Planograms—those deceptively simple, blocky diagrams that describe how the grocery store stocker should shelve cans of soup and buckets of detergent—are built on huge stacks of broad market research, product and sales data, category insights, visual rules, sizing and weight constraints, and contractual requirements. Generating them requires weeks of multiple marketing pros juggling constraints, regional or even store-specific needs or sales, and the art of eye-catching product placement. But what if we could automate the knowledge interpretation step and create a path toward fully multimodal planogram generation, leaving only the fun, artistic part to the marketing pros?

In this talk, we’ll walk through how I built a proof-of-concept planogram generator using AWS services, open-source models and tooling, and agentic LLM workflows. I'll demonstrate how I used a knowledge base of merchandising research and category rules, planogram best practices, and AWS services to generate a structured, human-readable planogram description—complete with constraints, product groupings, spacing logic, and rationale. We’ll explore a working architecture and how it ingests and indexes data, how prompt engineering ensures accurate interpretation of marketing guidance, and how agents orchestrate multi-step tasks like rule validation and layout adjustments.

We'll also dive into the open-source layer: the FOSS libraries that make the pipeline portable and how an agentic workflow can be built around OSS components to avoid vendor lock-in. And we'll look at the next step in the project: extending the system with multimodal output, an auto-generated diagram using agnostic tools that keep options open for later iterations.

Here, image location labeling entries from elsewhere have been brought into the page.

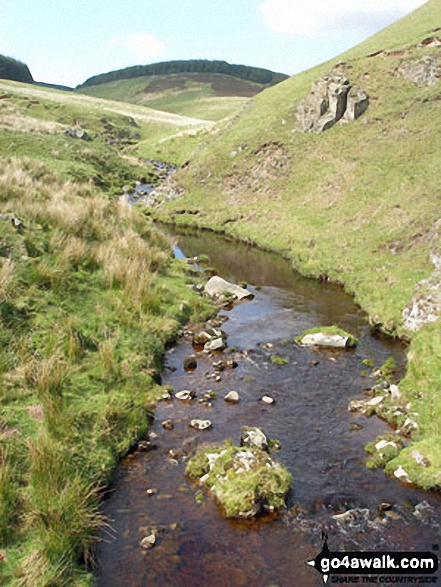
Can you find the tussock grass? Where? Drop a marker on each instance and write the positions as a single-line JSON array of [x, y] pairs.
[[89, 295], [358, 204]]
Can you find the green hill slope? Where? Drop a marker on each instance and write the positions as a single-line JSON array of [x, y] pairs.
[[200, 95], [89, 296], [14, 70], [199, 88], [358, 204]]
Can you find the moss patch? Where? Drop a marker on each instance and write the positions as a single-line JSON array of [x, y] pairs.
[[242, 479], [329, 331]]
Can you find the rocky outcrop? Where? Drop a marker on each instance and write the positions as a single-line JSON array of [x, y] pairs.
[[78, 133], [332, 99], [425, 305], [422, 72]]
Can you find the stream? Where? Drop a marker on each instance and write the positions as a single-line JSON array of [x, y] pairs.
[[322, 445]]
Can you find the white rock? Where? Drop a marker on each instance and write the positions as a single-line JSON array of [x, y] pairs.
[[325, 340], [232, 397], [149, 541], [375, 401], [395, 393], [254, 437], [408, 427], [217, 286], [401, 474], [420, 459], [185, 394], [200, 424], [356, 405], [384, 444], [217, 344]]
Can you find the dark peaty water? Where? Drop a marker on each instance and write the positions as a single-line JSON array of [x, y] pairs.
[[196, 546]]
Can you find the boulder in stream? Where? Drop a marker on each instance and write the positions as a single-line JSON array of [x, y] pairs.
[[254, 437], [200, 424], [327, 337], [216, 286], [245, 480], [232, 397]]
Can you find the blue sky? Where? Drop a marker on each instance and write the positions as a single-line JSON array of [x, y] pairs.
[[67, 41]]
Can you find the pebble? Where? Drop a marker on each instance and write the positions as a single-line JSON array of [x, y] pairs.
[[149, 541], [200, 424], [232, 397], [185, 394]]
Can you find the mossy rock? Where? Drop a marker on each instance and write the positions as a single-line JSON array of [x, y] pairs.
[[350, 341], [243, 479], [422, 463], [276, 360]]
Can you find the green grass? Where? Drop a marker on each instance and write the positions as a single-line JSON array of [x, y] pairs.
[[355, 205], [33, 121], [199, 95], [237, 488], [89, 296]]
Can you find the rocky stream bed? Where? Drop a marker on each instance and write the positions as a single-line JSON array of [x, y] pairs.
[[167, 530]]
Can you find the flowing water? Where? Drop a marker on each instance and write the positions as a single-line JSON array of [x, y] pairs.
[[322, 445]]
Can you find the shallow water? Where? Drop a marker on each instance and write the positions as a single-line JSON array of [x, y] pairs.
[[196, 546]]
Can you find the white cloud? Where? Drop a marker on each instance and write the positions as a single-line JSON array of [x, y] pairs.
[[312, 17], [141, 45]]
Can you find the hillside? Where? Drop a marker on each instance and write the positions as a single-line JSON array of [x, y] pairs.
[[211, 96], [34, 121], [89, 297], [357, 204], [14, 70], [245, 72]]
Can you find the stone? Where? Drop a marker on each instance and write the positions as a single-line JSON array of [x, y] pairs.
[[216, 286], [148, 541], [395, 393], [325, 340], [420, 459], [185, 394], [422, 72], [243, 480], [357, 104], [375, 401], [332, 98], [384, 444], [190, 363], [401, 474], [217, 344], [252, 436], [356, 405], [232, 397], [200, 424], [408, 427], [78, 134]]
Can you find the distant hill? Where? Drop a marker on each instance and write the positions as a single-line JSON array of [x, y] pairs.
[[54, 86], [357, 203], [209, 96], [14, 70], [252, 74], [211, 90]]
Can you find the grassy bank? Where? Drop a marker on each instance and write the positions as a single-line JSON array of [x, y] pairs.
[[89, 296], [358, 204]]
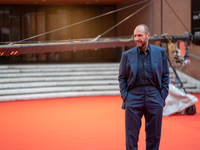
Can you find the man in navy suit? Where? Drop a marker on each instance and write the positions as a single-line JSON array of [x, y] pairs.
[[144, 84]]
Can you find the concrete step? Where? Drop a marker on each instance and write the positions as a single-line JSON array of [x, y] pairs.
[[24, 82], [58, 78], [82, 88], [60, 83], [52, 74], [58, 95]]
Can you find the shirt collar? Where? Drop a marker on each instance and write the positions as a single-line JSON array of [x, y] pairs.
[[148, 50]]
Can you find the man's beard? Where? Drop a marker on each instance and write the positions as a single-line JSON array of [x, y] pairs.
[[143, 43]]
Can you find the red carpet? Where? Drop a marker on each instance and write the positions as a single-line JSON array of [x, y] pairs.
[[85, 123]]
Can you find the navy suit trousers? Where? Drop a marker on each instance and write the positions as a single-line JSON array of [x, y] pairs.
[[145, 101]]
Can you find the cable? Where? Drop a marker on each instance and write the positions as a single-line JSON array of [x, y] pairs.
[[79, 22], [176, 15], [122, 21]]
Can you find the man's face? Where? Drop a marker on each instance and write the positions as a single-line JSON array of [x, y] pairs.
[[140, 37]]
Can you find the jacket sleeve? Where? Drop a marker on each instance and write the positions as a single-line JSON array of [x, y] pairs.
[[122, 78], [165, 76]]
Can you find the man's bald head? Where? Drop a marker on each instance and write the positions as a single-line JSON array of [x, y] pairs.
[[144, 27]]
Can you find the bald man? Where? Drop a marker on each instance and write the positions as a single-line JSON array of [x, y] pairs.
[[144, 84]]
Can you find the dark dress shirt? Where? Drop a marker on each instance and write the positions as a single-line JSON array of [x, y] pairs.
[[144, 71]]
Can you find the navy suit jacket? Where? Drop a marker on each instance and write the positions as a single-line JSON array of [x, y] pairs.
[[128, 70]]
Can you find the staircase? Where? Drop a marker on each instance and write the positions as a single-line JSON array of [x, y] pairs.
[[26, 82]]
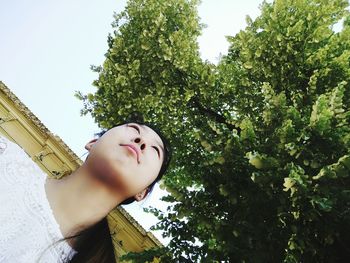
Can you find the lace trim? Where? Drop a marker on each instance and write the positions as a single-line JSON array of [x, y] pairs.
[[36, 199]]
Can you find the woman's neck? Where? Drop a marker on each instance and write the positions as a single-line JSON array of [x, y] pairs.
[[80, 200]]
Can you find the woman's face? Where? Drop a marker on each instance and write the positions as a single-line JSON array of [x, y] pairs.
[[127, 158]]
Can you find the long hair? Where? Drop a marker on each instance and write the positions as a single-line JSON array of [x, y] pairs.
[[94, 244]]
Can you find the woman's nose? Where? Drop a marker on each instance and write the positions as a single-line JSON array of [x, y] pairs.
[[141, 142]]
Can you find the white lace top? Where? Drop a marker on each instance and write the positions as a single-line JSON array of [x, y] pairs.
[[27, 223]]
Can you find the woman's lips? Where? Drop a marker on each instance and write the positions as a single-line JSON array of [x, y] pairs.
[[133, 149]]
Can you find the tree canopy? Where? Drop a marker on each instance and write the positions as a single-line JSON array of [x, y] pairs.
[[261, 141]]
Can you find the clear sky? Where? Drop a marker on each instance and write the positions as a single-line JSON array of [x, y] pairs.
[[47, 47]]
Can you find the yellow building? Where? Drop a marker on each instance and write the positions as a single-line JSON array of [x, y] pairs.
[[56, 159]]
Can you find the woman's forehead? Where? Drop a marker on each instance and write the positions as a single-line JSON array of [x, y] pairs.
[[146, 129]]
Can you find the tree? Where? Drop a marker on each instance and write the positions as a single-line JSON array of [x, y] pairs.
[[262, 163]]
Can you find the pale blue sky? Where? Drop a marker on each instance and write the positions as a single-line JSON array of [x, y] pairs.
[[47, 47]]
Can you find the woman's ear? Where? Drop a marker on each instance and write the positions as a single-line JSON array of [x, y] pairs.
[[141, 195], [90, 143]]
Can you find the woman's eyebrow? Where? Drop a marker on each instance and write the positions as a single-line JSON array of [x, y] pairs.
[[160, 146]]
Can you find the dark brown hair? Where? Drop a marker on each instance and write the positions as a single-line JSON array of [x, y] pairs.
[[95, 244]]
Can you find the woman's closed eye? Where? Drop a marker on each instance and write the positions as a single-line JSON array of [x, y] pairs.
[[138, 130]]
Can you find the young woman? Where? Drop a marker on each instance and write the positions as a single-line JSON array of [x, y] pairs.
[[122, 166]]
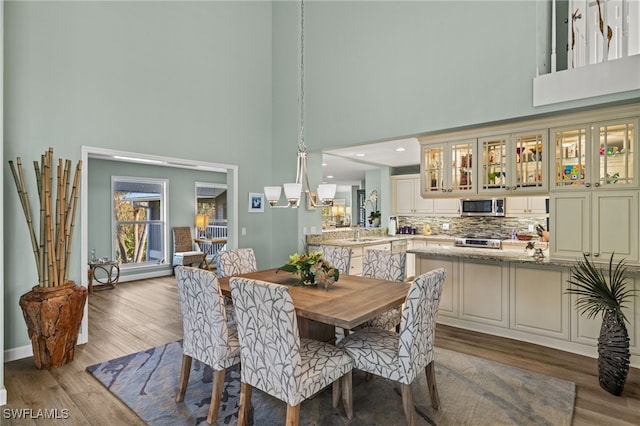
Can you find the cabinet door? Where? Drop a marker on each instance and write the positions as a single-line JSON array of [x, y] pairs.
[[570, 152], [449, 297], [485, 292], [528, 173], [539, 303], [404, 195], [493, 168], [570, 223], [615, 225], [614, 144]]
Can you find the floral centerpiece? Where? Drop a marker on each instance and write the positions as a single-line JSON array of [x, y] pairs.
[[313, 270]]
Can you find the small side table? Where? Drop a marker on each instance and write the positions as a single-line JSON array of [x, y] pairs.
[[105, 273]]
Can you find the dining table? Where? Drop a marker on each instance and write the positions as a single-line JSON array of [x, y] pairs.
[[347, 303]]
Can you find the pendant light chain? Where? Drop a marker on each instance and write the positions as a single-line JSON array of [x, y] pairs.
[[301, 145]]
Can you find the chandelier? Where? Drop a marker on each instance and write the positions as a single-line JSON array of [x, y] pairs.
[[293, 191]]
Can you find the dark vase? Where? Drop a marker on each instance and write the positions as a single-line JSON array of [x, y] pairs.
[[613, 354]]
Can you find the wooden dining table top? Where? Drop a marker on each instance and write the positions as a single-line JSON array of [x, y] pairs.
[[347, 303]]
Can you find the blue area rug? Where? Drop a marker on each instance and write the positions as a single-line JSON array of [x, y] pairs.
[[473, 391]]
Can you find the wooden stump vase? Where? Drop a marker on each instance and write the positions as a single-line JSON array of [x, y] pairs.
[[53, 316]]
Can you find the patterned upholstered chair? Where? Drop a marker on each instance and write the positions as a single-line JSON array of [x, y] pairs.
[[206, 335], [339, 257], [402, 356], [275, 359], [236, 262], [185, 251], [390, 266]]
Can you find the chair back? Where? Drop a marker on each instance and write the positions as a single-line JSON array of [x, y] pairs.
[[182, 240], [384, 265], [236, 262], [415, 349], [338, 257], [269, 339], [204, 323]]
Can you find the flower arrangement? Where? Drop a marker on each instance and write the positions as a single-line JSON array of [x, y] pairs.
[[313, 270]]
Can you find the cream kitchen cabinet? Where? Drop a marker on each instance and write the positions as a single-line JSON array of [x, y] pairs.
[[357, 256], [450, 292], [484, 292], [538, 301], [406, 197], [595, 224], [599, 155], [513, 163], [535, 206], [448, 168]]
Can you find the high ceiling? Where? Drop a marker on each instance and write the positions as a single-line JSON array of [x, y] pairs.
[[349, 165]]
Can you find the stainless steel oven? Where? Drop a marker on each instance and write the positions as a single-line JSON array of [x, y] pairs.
[[482, 207]]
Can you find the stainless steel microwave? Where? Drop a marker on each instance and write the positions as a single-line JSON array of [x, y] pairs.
[[482, 207]]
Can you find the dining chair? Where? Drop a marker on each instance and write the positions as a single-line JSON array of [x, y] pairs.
[[339, 257], [401, 356], [389, 266], [185, 251], [206, 334], [236, 262], [275, 359]]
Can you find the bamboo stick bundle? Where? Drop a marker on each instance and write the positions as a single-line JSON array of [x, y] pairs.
[[51, 245]]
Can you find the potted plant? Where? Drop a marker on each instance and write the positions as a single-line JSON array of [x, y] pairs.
[[54, 308], [374, 216], [606, 295]]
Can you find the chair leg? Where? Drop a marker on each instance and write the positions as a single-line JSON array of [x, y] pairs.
[[293, 415], [347, 394], [185, 370], [430, 371], [336, 393], [407, 404], [216, 396], [245, 404]]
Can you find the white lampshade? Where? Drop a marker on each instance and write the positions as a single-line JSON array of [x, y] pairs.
[[292, 192], [273, 194], [326, 192]]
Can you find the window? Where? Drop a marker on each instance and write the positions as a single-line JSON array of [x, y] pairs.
[[140, 229]]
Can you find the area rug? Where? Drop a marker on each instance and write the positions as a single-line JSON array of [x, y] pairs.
[[473, 391]]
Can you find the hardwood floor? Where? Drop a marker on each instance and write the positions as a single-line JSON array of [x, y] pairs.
[[142, 314]]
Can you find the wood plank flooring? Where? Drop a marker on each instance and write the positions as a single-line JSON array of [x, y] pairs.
[[138, 315]]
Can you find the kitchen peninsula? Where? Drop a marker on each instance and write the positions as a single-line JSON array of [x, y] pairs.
[[504, 292]]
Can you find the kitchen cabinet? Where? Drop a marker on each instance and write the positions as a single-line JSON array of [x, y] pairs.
[[411, 257], [536, 206], [598, 155], [484, 292], [595, 224], [513, 163], [448, 306], [406, 197], [448, 168], [538, 302]]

Along the way, we’ll discuss what LLMs do well and where they fall short, with concrete techniques for prompt engineering, automated reasoning, and guardrails that make the outputs more trustworthy. Attendees will leave with architectural patterns and access to a working demo they can use to inform their own agent-driven automation projects—whether they’re in retail tech, logistics, documentation, or operations.

Whether you’re curious about real-world LLM workflows, want to see what the cloud can offer in FOSS AI/ML workflows, or just want ideas for building smarter automations in the cloud, this talk will show you how a single idea—“create a planogram for a bay of energy drinks and programmer kibble”—became a system that blends open-source flexibility, cloud resilience, and the power of modern agentic AI.